Aussensicht auf die Matte

Liv, Meret, Lena

Lena Weber, Meret Feller und Liv Heinemann, die das Gymnasium Neufeld in der Stufe Terza besuchen, hatten sich für einen Vortrag in Geografie über die Matte entschieden. Die neugierigen Frauen wollten alles aus der Matte wissen, streiften durch das Quartier und befragten die unterschiedlichsten Leute.
So aufgestellt und lebendig wie die jungen Frauen ans Werk gingen, habe ich mich gefreut, einen kurzen Auszug im Mattegucker zu veröffentlichen. Danke für eure Genehmigung dazu, Lena, Meret und Liv. Es ist spannend, einmal eine Aussensicht auf unseren Lebensraum zu erhalten.

 

Liv Heinemann, Meret Feller, Lena Wener

Welche Menschen leben heute in der Matte?

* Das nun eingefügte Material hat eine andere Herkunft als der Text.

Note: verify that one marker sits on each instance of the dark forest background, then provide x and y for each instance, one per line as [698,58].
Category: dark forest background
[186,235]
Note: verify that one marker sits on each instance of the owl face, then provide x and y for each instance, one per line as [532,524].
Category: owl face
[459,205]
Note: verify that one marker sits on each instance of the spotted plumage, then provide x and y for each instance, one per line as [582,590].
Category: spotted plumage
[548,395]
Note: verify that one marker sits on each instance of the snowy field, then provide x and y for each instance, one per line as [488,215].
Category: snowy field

Das Mattequartier der Stadt Bern ist heute vielseitig bewohnt. Früher war das Quartier noch von seinem schlechten Ruf beschmutzt, der auf die damaligen Gewerbe zurückzuführen ist. Heute ist die Matte jedoch sehr gut durchmischt, was ihre Bewohner angeht, und auch durch die Nähe zur Stadt Bern sehr beliebt. Die Stimmung in der Matte ist sehr freundlich, offen und familiär, es wird von einem Dorfcharakter gesprochen. In der Matte gehören viele Häuser der Gemeinnützigen Baugenossenschaft Bern, durch das gibt es in der Matte auch sehr günstige Wohnungen.
Da im Quartier sehr viele Architektur- und Grafikbüros ansässig sind und diese eine gewisse Bevölkerungsgruppe anziehen, gibt es auch teure Wohnungen, die komplett saniert wurden. In der Matte gab es in den 60er-Jahren eine Gentrifizierung, jedoch nicht so stark wie in anderen Berner Stadtquartieren. Heute leben sowohl Studenten, wie auch Familien oder Einzelpersonen in der Matte. Durch die Verkehrsberuhigung
mit 30er Zone im ganzen Quartier, der eigenen Primarschule und den diversen Spielplätzen ziehen auch immer mehr junge Familien in die Matte. Die alten «Mätteler», die auch noch das Matteänglisch sprechen können, seien langsam am Aussterben, doch man versucht diese eigene Sprache der Matte bei den Jungen wieder aufleben zu lassen.